Tony Perucci, a UNC performance studies professor, is directing The Performance Collective’s current show, “Eating Animals,” based on the novel of the same name by Jonathan Safran Foer.
The book, which was the summer reading selection for both UNC and Duke University, discusses the issues associated with the contemporary factory farming industry.
SEE THE SHOW
Where: Swain Hall, Studio 6
When: 8 p.m., tonight and Saturday
Cost: $5 for students, $10 for others
Staff writer Sarah Haderbache spoke with Perucci about the show and the ethics of eating animals.
DTH: Why did you decide to adapt “Eating Animals” into a performance piece?
Tony Perucci: The Performance Collective does very politically focused work, so as soon as this book was announced as the summer reading book, I had the idea to do the project. It was the perfect kind of piece for us because it’s about a very complicated and thorny political and ethical issue. It’s not one that has a simple right or wrong position.
DTH: So you wanted to work with a politically problematic issue?
TP: And I wanted it to challenge my own positions. I am not a vegetarian. But I am very thoughtful about what I do buy, and eat and cook. Ever since I was a college student, I had a deep suspicion that there was something ethically suspicious about eating meat. So I did what most of us do: I just didn’t think about it.
DTH: How did the show come together?
TP: It was challenging. Parts of the book, as Foer has written them, are friendly to an adaptation because as he says, the way we justify eating factory-farmed meat is the story we tell about what we eat. It’s also why it’s hard to give up eating meat because eating practices are so bound up with the stories we tell about our culture. Many of the stories of our childhood are bound up with the things we were eating.
So that’s one side of it. The other is our group is a collaborative group. We make work together. Oftentimes, I would give them some type of prompt. Sometimes I’m writing by myself, sometimes they’re doing composition work by themselves and then we lay them on top of each other.

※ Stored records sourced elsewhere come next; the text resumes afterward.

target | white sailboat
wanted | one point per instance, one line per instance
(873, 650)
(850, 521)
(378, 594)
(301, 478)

DTH: Did making this project change your perceptions of eating animals and vegetarianism?
TP: I was very curious to see how deeply it would change my eating habits, because my wife is vegetarian and I’m not. So I’m used to cooking my separate meat portion. I haven’t stopped eating meat, but I’m fortunate to live two blocks from the Durham farmer’s market and so I now only buy local meat.
People do know that animals are treated poorly. People do know that if they saw how their meat was treated, they may not want to eat it. But I don’t think they know it’s almost universally the case now and that it wasn’t always the way it is now. And if it wasn’t always the way it is now, then it doesn’t have to always be the way it is in the future.